Ah, Europe. Most of us love going there for our holidays. For motorcyclists, the lure of the continent is especially strong: long bike rides through the spellbinding Tuscan countryside; thrilling jaunts down the unrestricted sections of the German autobahn; leisurely stays at picturesque French campsites. Oh yes, let’s not forget roads without potholes – worth the journey in itself!
But if you’ve never embarked on a continental bike ride, there’s a few preparations you should make first…
Choose your bike
If you haven’t experienced anything more than a Sunday afternoon burn in the countryside with your friends, you won’t know what it’s like to spend day after day on your bike. But after a week or so riding in continental Europe, you’ll understand precisely how comfortable and reliable your ride is. The only way to find out if your bike suits you for touring – is to go on a tour!
For those with the funds, it might be tempting to upgrade to a new bike before a European tour, but you may well find you're better off with your familiar bike. When you return home you can decide if you need to invest in a new pair of wheels for your next overseas jaunt.
Prepare your bike
Don’t leave preparing your motorcycle until the night before you head off. Get ready a good two weeks beforehand. Have your bike fully serviced and check that your tyres are up to the job. Remember you may well be covering thousands of miles, so your tyres must be in good condition. Also consider how much heavier your bike will be laden with luggage and in some cases a pillion – all contributing to tyre wear.
Consider replacing your chain or sprocket. Take your bike for a couple of runs before you go – and ensure any new parts are bedded in.
Restrict your dip beam to avoid dazzling other road users
Some dip beams on UK bikes project additional light to the left, in order to illuminate road signs and the verge. But when you're driving on the (right-hand drive) continent this light will dazzle other road users, so it's advisable to mask off the section of your light that emits this potentially hazardous light. Beam your lights at a wall or garage, then identify where to mask the light. Use masking tape or elephant tape.
Apply a UK sticker and avoid a fine
Unless your number plate bears the UK identifier with the Union flag (also known as the Union Jack). you must apply a GB sticker or run the risk of a fine while away.
If you’re driving in Spain, Cyprus or Malta, you must display a UK sticker no matter what is on your number plate, and outside the EU some countries also still require UK drivers to display a UK sticker.
Keep your passport, license, V5, and insurance certificate with you at all times.
Spares, equipment and tools
Depending on your bike, take along appropriate basic items in a tool roll – including insulation tape and heavy duty wire.
Pack spare bulbs for each of your lights, a small first aid kit, a yellow reflective jacket and a warning triangle in case you breakdown.
There are a wide variety of panniers, cases and roll-bags to consider for your trip.
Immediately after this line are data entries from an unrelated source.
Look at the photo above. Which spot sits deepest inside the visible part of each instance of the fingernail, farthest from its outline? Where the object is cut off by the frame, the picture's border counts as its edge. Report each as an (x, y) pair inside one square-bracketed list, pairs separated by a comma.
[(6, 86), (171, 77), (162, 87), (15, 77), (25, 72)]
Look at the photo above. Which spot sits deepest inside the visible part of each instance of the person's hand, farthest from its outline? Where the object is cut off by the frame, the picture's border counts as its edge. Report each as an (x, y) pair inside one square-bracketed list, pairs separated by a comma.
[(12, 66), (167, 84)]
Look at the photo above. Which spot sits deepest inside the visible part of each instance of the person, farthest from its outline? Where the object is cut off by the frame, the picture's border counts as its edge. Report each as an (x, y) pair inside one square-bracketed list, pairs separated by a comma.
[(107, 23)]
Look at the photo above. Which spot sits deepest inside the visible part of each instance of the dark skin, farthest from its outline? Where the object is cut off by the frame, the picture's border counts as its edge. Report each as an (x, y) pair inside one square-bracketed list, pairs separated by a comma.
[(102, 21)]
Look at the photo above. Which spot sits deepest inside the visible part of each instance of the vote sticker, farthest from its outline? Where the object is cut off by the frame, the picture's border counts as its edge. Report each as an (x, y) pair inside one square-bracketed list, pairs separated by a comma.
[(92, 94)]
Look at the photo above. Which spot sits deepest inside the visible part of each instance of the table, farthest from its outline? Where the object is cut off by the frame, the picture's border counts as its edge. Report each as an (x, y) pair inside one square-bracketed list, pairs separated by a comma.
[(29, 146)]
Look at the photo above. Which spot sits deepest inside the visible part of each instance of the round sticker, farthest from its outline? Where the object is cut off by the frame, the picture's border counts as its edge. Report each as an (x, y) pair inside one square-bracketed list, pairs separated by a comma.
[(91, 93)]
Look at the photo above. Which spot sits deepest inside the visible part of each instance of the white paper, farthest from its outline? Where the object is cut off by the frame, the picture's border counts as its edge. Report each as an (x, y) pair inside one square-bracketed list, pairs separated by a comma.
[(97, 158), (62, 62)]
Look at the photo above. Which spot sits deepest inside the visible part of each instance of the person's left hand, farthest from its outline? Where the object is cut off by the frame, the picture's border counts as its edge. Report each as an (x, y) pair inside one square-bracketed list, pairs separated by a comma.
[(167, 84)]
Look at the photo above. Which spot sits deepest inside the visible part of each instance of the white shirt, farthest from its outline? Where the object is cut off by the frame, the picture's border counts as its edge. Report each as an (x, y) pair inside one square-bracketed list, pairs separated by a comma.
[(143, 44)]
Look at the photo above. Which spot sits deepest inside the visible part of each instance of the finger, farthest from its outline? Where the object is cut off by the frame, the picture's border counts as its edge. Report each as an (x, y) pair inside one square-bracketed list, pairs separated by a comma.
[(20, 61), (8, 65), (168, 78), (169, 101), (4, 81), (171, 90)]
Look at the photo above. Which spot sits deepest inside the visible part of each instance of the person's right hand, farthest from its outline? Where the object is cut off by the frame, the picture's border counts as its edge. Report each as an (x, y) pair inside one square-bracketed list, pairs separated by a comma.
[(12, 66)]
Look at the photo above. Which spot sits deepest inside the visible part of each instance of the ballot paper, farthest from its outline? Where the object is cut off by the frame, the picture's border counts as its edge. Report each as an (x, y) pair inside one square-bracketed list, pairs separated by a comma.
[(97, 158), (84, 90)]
If using hard cases it is highly advisable to use a tie-down strap, since the standard mounting may well spring loose over bumpy surfaces, leaving your belongings all over the highway.
Depending on how much or how bulky your luggage is, consider investing in some bungees to keep everything tied down. High quality tie-downs and bungee nets are also very useful for keeping your gear secure on the road.
Rucksack for essentials
Take a small rucksack for essentials such as passport, camera and phone. You can then take the important stuff with you when you stop for a break.
Don’t ask your pillion to carry a rucksack – it will get extremely uncomfortable and they will never want to go on a tour with you again!
Either buy the necessary paper maps before you go, or load up the required routes on your satnav. Google Maps on a smartphone is one alternative to a satnav – although it doesn’t have the advantage of being mountable in front of you. Again, make sure you load up all applicable routes (by zooming in on the destination areas) so you can access it offline. But if you lose your offline maps for any reason, simply stop at a motorway service station with Wi-Fi and download them again.
Lane splitting or ‘filtering’ refers to the practice of riding between lanes of stationary traffic. Be aware that this is not tolerated in some countries – notably France.
Get to know the speed limits of your destination country/countries. While you will not lose points on the continent for speeding, you may face on-the-spot fines; if you cannot produce the requisite sum you may have your motorbike confiscated.
European breakdown cover
No matter how well you look after your motorcycle, a breakdown is always possible. Suffering a mechanical failure while abroad can be a stressful experience – especially if you don’t have breakdown cover. Taking out adequate cover costs a relatively small amount and offers genuine peace of mind while overseas. Without cover, you could face large one-off fees for recovery – especially if you break down on the hard shoulder of a motorway. Repair costs are also likely to be higher than the cost of an annual cover policy.